Once the meat was ready, we took our chopsticks to it and dunked it into the sauces and spices, and put it onto a big lettuce leaf with kimchi, other spiced and pickled vegetables. Then we rolled the lettuce and its contents into a dumpling shape—or in my case, burrito—and consumed. The trick is to manage this without wearing a lot of it. It’s super delicious and definitely something I will miss having easy access to when I get back to Canada. Toronto has a Korea Town though, I hear. And who knows, I might yet decide to stay. But right now I’m still very homesick, even after two weeks. Every day I wear my Inukshuk necklace that I got at the Toronto Zoo last winter, a fake maple leaf tattoo, and I keep a single Loonie in my wallet, like they’re protective talismans or something.

Feeling more settled, but still vaguely unsettled.

Next, my adventures in Songtan!

Sunday, 23 October 2011

Someday you’re gonna look back at this week and cringe.

I was basically a basketcase for my first week here. I was tired and jet-lagged, dehydrated, starved, but too much of a nervous wreck to put anything with more flavour than an egg in my system. The idea of eating anything at all made me feel nauseous, but meanwhile I was so hungry that I felt sick. Stupid body. Really I needed a week to just recover before I started working, and had I gotten my papers in order a bit faster, I suppose I could have wrangled it. However, it is entirely too late for that now, and despite spending a week feeling like a weepy wreck and feeling ashamed for how poorly I felt I was handling things, I’m still here. I’m in Korea.

I still miss Canada like crazy though. I still keep half-expecting to wake up.

Anyway, have some stuff I wrote during my first week when I was bordering on certifiable.

October 9, 2011

So, awesome news. Turns out I’m gonna get two whole hours of training before I start teaching tomorrow. I’m somehow oddly calm and terrified at once. Just have to remind myself that I did voluntarily sign up for this. I have brought tonight’s inevitable lack of sleep on myself.

October 10

Not entirely over my jet lag yet it seems, and I still have one more class to teach tonight.

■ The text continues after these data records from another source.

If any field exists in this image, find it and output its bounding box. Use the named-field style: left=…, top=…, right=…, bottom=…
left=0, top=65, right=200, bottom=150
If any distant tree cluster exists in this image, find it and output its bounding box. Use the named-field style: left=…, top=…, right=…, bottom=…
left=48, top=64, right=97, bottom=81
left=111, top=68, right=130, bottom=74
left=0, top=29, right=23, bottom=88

First class went okay (with help), second went pretty well, my third was bordering on chaos, and my fourth was rather quiet because it had three girls who all looked as sleepy as I felt.

My last class tonight is a writing one and I remember nothing from my instructions at all.

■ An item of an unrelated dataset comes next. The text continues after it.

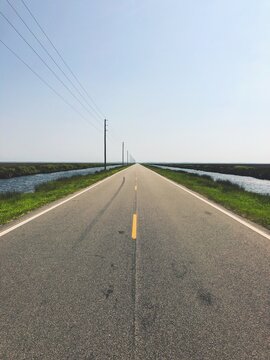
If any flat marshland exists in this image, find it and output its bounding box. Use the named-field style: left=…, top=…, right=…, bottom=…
left=148, top=164, right=270, bottom=229
left=0, top=167, right=124, bottom=224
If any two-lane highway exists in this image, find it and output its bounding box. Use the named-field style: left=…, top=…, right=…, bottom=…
left=0, top=165, right=270, bottom=360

New friend D is my hero. She gave me a hug when I was basically freaking out before my first class. Information overload combined with no chances to observe or anything or practice, ack. Furthermore, my head is beginning to ache and after work we’re apparently all supposed to go out to say farewell to M, who I am replacing, and to say welcome to me.

Supposedly I am expected to drink. It’s a thing. And it’s rude to not. And I’m already fried so it’s gonna knock me flat after like, a sip.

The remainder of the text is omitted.